F1 <- ddply(cdata, "EVTYPE", summarize, FATALITIES = sum(FATALITIES))
I1 <- ddply(cdata, "EVTYPE", summarize, INJURIES = sum(INJURIES))
numFAT <- subset(F1, FATALITIES>150) #Subsets top 10
numINJ <- subset(I1, INJURIES>830) #Subsets top 10
numFAT <- numFAT[order(numFAT[,2], decreasing=TRUE),] #Puts them in order
numINJ <- numINJ[order(numINJ[,2], decreasing=TRUE),] #Puts them in order
numFAT
## EVTYPE FATALITIES
## 67 EXCESSIVE HEAT 2034
## 349 TORNADO 1511
## 84 FLOOD 1301
## 174 LIGHTNING 651
## 238 RIP CURRENTS 542
## 345 THUNDERSTORM WIND 371
## 273 STRONG WIND 356
## 74 EXTREME COLD 335
## 419 WINTER STORM 253
## 16 AVALANCHE 223
numINJ
## EVTYPE INJURIES
## 349 TORNADO 20667
## 84 FLOOD 8432
## 67 EXCESSIVE HEAT 7683
## 345 THUNDERSTORM WIND 5029
## 174 LIGHTNING 4141
## 419 WINTER STORM 1852
## 411 WILDFIRE 1456
## 273 STRONG WIND 1445
## 141 HURRICANE 1321
## 88 FOG 855
The following plots shows this data. Be sure to install the ggplot2 and gridExtra packages before running this code.
library(ggplot2)
library(gridExtra)
library(grid)
g1 <- ggplot(numFAT,aes(x=EVTYPE,y=FATALITIES))
g1 <- g1 + geom_bar(stat="identity")
g1 <- g1 + theme(axis.text.x = element_text(angle = 90, hjust = 1))
g1 <- g1 + theme(legend.position="none")
g1 <- g1 + xlab("")
g2 <- ggplot(numINJ,aes(EVTYPE,INJURIES))
g2 <- g2 + geom_bar(stat="identity")
g2 <- g2 + theme(axis.text.x = element_text(angle = 90, hjust = 1))
g2 <- g2 + xlab("")
grid.arrange(g1,g2,ncol=2,top="Top 10 Weather-related Events on Population Health")
As we can see, the number one weather-related killer seems to be excessive heat followed by tornados. When looking at number of injuries, tornados are number one with floods and excessive heat being number 2 and 3 respectively.
This section will look at the impact of the top 10 weather related events on property damage and crop damage. The following code shows the total amount of property damage and crop damage since 1996 from each of the top 10 events.

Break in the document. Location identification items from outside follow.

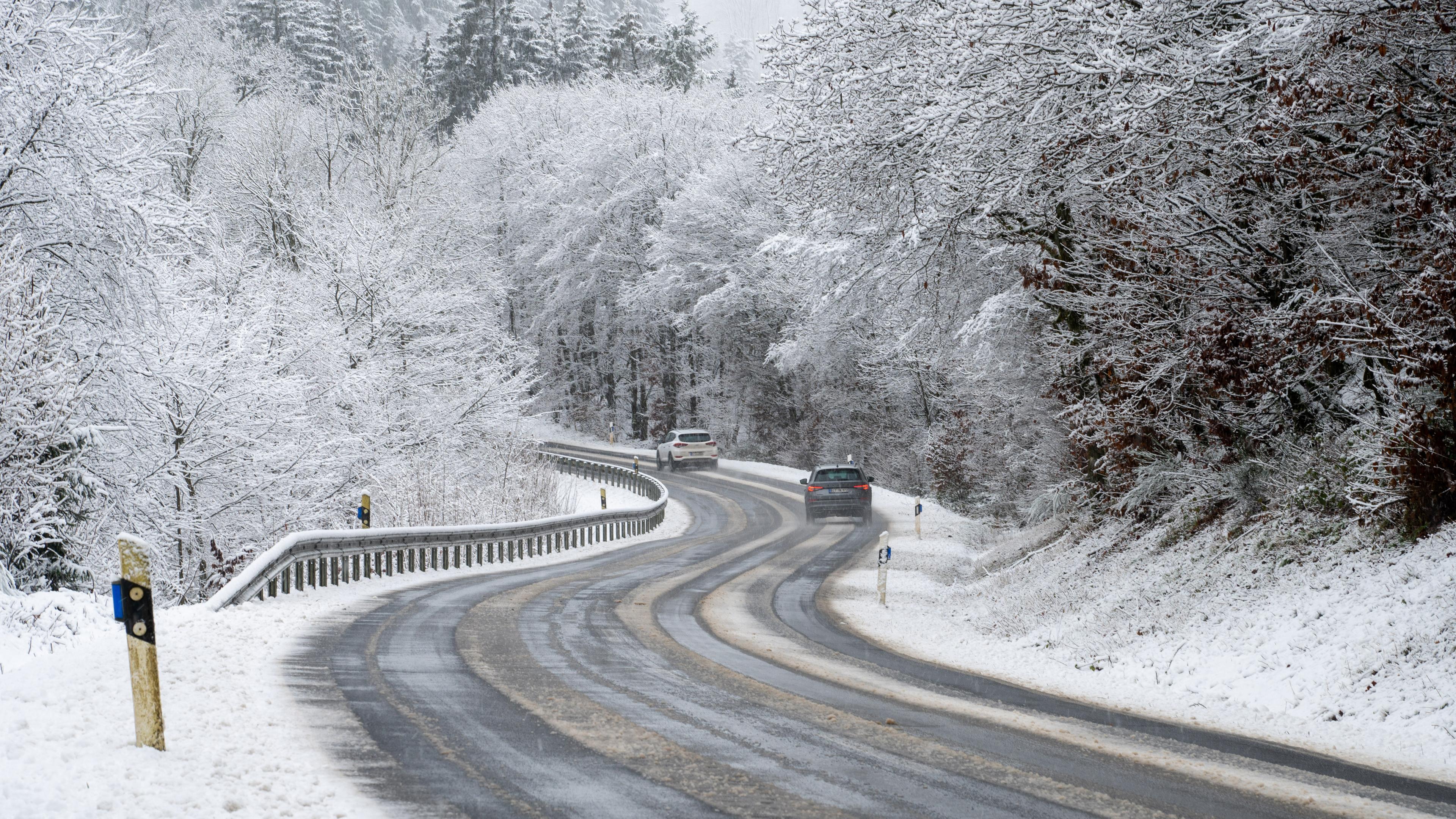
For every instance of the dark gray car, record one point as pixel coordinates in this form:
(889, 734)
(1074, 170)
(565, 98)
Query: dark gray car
(838, 490)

P1 <- ddply(cdata, "EVTYPE", summarize, PROPTOT = sum(PROPTOT))
C1 <- ddply(cdata, "EVTYPE", summarize, CROPTOT = sum(CROPTOT))
moneyPROP <- subset(P1, PROPTOT>4500000000) #Subsets top 10
moneyCROP <- subset(C1, CROPTOT>500000000) #Subsets top 10
moneyPROP <- moneyPROP[order(moneyPROP[,2], decreasing=TRUE),]#Puts them in order
moneyCROP <- moneyCROP[order(moneyCROP[,2], decreasing=TRUE),]#Puts them in order
moneyPROP
## EVTYPE PROPTOT
## 84 FLOOD 159167037460
## 141 HURRICANE 81118659010
## 270 STORM SURGE 43193536000
## 349 TORNADO 24616945710
## 109 HAIL 14639478920
## 345 THUNDERSTORM WIND 7860710880
## 411 WILDFIRE 7760449500
## 353 TROPICAL STORM 7642475550
## 273 STRONG WIND 5424909310
## 271 STORM SURGE/TIDE 4641188000
moneyCROP
## EVTYPE CROPTOT
## 51 DROUGHT 13367566000
## 84 FLOOD 6309680100
## 141 HURRICANE 5349282800
## 109 HAIL 2540725700
## 74 EXTREME COLD 1309623000
## 96 FROST/FREEZE 1094186000
## 345 THUNDERSTORM WIND 952246350
## 116 HEAVY RAIN 728169800
## 273 STRONG WIND 698814800
## 353 TROPICAL STORM 677711000
The following plots shows this data.
g3 <- ggplot(moneyPROP,aes(x=EVTYPE,y=PROPTOT))
g3 <- g3 + geom_bar(stat="identity")
g3 <- g3 + theme(axis.text.x = element_text(angle = 90, hjust = 1))
g3 <- g3 + theme(legend.position="none")
g3 <- g3 + ylab("Property Damage (Dollars)")
g3 <- g3 + xlab("")
g4 <- ggplot(moneyCROP,aes(EVTYPE,CROPTOT))
g4 <- g4 + geom_bar(stat="identity")
g4 <- g4 + theme(axis.text.x = element_text(angle = 90, hjust = 1))
g4 <- g4 + ylab("Crop Damage (Dollars)")
g4 <- g4 + xlab("")
grid.arrange(g3,g4,ncol=2,top="Top 10 Weather-related Events on the Economy")
The number one weather-related event causing property damage are floods followed by hurricanes. The number one cause of crop damage are droughts followed by floods.